IBE à pied d’œuvre : compétences renforcées et nouveau départ pour les marchandes de poisson
Une formation qui fait la différence ! Cette déclaration du Directeur pays, Sami BEJAOUI, du Fonds International de Développement Agricole (FIDA) lors de la cérémonie de certification des 200 commençantes de poissons le jeudi 19 février résume l’essence du renforcement de la filière de la pêche dans le cadre du projet d’Économie Bleue Inclusive (I-BE).
Organisée par l’Unité Technique d’Exécution (UTE) du Ministère de l’Économie et des Finances en partenariat avec le consortium IOS Partners, Diagnostic Development Group SA (DDG) et la Fondation Haïtienne pour le Développement Agricole et Durable (FONHDAD), cette cérémonie marque une étape décisive dans l’appui à ce secteur d’activités qui se pratique encore de façon rudimentaire malgré son potentiel économique.
Issues des communes de Caracol, de Fort-Liberté, de Limonade, de Ferrier et de Terrier-Rouge, ces femmes, membres d’une quinzaine d’associations de pêcheurs et de commerçantes des produits halieutiques, ont été formées aux techniques de commercialisation pour professionnaliser leur activité. Leur mobilisation et leur engouement lors des séances témoignent d’une réelle appropriation de la formation. Cette dernière, à travers une pédagogie participative adaptée aux réalités du terrain, a permis à ces actrices clés du secteur de renforcer leurs compétences en hygiène, en conservation post-capture et en gestion financière, transformant ainsi leur savoir-faire traditionnel en un véritable levier d’autonomisation économique.
Réalisée dans le cadre du projet d’Économie Bleue Inclusive (I-BE), financé par le FIDA et mis en œuvre par l’UTE en partenariat avec les Ministère de l’Environnement (MdE) et de l’Agriculture des Ressources Naturelles et du Développement Rural (MARNDR), la Direction Pêche et Aquaculture (DPAQ) ainsi que l’Agence Nationale des Aires Protégées (ANAP), cet aboutissement traduit, comme le souligne le directeur exécutif de l’UTE, l’engagement, l’effort et la constance des bénéficiaires qui ont su saisir cette opportunité malgré leurs lourdes responsabilités.

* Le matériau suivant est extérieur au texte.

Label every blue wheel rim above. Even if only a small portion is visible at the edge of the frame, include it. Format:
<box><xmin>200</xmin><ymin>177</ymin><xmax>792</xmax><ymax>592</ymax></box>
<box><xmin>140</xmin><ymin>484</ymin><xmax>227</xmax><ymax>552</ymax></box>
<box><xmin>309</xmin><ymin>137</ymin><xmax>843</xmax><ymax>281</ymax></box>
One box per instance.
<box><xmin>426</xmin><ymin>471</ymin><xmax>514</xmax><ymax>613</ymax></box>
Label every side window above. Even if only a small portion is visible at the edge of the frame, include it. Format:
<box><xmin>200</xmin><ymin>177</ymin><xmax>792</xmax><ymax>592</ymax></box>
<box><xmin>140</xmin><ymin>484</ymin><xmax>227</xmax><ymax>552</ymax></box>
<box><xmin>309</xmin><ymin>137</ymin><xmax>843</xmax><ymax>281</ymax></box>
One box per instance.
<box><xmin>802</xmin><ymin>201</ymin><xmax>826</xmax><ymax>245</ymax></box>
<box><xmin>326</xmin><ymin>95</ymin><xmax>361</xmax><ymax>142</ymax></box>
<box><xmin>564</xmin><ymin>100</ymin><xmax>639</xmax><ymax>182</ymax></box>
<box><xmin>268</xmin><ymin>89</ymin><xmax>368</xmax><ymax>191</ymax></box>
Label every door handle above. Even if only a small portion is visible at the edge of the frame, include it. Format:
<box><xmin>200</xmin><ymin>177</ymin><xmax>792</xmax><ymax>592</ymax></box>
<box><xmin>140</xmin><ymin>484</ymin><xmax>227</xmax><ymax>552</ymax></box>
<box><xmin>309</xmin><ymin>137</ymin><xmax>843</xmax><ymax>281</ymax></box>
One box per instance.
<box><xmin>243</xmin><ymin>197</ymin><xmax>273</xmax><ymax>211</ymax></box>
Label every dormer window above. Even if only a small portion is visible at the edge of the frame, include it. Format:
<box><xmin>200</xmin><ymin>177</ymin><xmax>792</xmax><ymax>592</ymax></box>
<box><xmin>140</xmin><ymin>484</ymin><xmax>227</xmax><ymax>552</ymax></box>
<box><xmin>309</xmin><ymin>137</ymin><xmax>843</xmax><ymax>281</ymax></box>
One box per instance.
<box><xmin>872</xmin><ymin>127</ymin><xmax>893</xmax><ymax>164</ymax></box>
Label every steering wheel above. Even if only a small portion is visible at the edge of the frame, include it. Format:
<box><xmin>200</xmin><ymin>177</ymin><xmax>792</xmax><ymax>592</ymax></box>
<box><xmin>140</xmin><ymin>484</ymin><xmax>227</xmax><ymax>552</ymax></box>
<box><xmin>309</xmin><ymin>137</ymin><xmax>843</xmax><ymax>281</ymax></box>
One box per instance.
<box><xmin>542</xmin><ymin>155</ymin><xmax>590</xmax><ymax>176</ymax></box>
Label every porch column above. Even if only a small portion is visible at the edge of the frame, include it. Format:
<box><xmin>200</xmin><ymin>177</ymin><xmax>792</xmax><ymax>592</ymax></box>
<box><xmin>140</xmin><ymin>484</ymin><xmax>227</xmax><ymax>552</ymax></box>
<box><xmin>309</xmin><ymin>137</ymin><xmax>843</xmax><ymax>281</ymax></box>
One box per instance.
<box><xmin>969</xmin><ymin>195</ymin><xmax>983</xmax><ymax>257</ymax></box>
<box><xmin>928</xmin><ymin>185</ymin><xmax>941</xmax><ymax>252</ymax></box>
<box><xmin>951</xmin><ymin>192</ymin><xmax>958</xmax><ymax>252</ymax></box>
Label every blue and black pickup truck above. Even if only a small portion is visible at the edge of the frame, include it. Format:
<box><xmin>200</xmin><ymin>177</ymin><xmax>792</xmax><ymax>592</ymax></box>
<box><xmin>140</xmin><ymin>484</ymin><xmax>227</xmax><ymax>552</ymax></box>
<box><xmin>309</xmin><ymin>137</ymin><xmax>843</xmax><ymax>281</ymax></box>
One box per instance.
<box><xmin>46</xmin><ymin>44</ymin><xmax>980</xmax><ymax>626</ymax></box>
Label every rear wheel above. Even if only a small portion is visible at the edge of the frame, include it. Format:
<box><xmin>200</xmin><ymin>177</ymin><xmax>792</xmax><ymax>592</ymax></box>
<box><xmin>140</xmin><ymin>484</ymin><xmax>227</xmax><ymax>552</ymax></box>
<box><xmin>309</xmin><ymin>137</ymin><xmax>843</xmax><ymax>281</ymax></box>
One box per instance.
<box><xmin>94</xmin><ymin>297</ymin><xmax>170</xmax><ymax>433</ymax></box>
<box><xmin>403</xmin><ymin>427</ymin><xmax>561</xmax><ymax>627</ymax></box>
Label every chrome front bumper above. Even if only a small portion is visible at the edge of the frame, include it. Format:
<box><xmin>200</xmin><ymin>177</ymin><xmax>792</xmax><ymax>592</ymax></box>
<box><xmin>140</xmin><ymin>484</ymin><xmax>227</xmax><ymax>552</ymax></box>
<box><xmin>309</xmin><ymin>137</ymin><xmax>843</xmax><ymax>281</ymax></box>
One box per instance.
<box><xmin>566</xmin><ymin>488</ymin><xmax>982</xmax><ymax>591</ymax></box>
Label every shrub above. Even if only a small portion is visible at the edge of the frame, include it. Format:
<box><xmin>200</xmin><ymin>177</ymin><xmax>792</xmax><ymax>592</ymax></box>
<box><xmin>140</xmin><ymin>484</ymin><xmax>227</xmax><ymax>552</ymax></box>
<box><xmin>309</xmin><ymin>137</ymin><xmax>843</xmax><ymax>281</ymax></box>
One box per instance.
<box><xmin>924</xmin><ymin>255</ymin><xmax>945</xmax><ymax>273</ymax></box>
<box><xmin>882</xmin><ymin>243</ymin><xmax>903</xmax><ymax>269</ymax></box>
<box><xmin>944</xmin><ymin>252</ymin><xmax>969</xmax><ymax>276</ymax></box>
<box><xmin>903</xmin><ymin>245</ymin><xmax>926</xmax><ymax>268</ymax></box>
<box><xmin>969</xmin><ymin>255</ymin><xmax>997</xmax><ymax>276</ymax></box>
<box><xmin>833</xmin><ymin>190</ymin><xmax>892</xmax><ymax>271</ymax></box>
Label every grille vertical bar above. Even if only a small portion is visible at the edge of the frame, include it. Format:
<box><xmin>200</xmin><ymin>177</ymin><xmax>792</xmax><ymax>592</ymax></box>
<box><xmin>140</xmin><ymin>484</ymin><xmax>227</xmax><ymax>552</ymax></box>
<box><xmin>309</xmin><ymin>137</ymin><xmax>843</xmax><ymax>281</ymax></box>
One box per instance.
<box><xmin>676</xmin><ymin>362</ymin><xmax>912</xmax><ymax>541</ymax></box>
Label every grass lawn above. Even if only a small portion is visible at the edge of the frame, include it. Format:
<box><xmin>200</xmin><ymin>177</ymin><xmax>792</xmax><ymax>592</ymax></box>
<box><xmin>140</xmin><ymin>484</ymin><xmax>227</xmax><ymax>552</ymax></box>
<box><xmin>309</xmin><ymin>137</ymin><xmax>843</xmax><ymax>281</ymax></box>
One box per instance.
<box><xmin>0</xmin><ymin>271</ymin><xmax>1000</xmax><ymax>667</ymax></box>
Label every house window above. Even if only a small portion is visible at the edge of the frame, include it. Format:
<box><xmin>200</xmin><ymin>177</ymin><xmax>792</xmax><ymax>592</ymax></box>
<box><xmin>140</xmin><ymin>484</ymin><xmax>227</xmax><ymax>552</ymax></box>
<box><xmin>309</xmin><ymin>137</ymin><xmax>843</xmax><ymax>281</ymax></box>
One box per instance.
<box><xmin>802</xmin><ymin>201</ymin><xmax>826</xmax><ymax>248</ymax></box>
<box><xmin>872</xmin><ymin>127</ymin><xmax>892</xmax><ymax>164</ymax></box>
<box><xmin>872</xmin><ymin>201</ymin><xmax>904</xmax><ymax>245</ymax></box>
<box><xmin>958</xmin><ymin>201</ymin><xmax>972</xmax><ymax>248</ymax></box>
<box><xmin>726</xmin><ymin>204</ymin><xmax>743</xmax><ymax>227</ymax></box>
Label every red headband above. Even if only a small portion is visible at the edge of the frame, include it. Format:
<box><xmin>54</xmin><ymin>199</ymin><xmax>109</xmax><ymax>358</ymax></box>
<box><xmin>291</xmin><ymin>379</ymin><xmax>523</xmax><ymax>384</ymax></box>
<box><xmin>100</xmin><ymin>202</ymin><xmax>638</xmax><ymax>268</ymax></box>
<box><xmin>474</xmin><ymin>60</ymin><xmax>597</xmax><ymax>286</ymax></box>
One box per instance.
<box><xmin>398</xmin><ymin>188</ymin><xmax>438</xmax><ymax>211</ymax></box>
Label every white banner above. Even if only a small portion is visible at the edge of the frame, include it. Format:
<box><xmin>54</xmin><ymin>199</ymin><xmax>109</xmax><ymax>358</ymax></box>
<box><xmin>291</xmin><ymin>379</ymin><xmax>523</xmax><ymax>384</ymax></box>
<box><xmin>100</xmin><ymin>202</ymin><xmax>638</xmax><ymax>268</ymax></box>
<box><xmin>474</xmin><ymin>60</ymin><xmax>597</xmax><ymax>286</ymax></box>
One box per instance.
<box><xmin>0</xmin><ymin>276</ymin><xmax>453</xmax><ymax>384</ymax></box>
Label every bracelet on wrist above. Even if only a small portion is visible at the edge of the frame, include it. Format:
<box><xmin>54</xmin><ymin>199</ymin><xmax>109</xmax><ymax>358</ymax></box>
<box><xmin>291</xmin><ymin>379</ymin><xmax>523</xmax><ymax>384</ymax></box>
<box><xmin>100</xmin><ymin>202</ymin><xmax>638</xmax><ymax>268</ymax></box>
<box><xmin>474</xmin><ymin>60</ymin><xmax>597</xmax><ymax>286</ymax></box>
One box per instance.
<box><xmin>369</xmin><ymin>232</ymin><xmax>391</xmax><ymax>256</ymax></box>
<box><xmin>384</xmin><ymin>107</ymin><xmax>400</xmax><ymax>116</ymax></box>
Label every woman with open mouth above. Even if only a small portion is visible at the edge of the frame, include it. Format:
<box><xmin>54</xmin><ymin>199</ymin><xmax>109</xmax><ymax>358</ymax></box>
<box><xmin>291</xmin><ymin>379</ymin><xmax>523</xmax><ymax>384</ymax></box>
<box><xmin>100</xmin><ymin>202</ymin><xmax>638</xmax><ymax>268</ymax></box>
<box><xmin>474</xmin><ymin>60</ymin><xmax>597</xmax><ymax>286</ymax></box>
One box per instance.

Sous la supervision de la DPAQ, ces actions de renforcement de la filière pêche par le projet I-BE visent à adresser, outre les autres actions menées avec les pêcheurs, le problème de la commercialisation des produits halieutiques afin de permettre aux marchandes de poissons d’ajouter de la valeur à leur activité. Ces actions permettront aussi aux marchandes d’améliorer la qualité de leurs produits et aussi de savoir mieux gérer leur argent. Forte de ses 38 ans d’expérience, Madame Guylenne Charles PIERRE témoigne avec enthousiasme : « C’est une formation complète dont nous avons bénéficié. En repensant à la manière dont je gérais mon argent autrefois, je réalise le chemin parcouru. Ce n’est pas que je gaspillais, mais j’ai appris aujourd’hui à mieux administrer les bénéfices que génère mon commerce. »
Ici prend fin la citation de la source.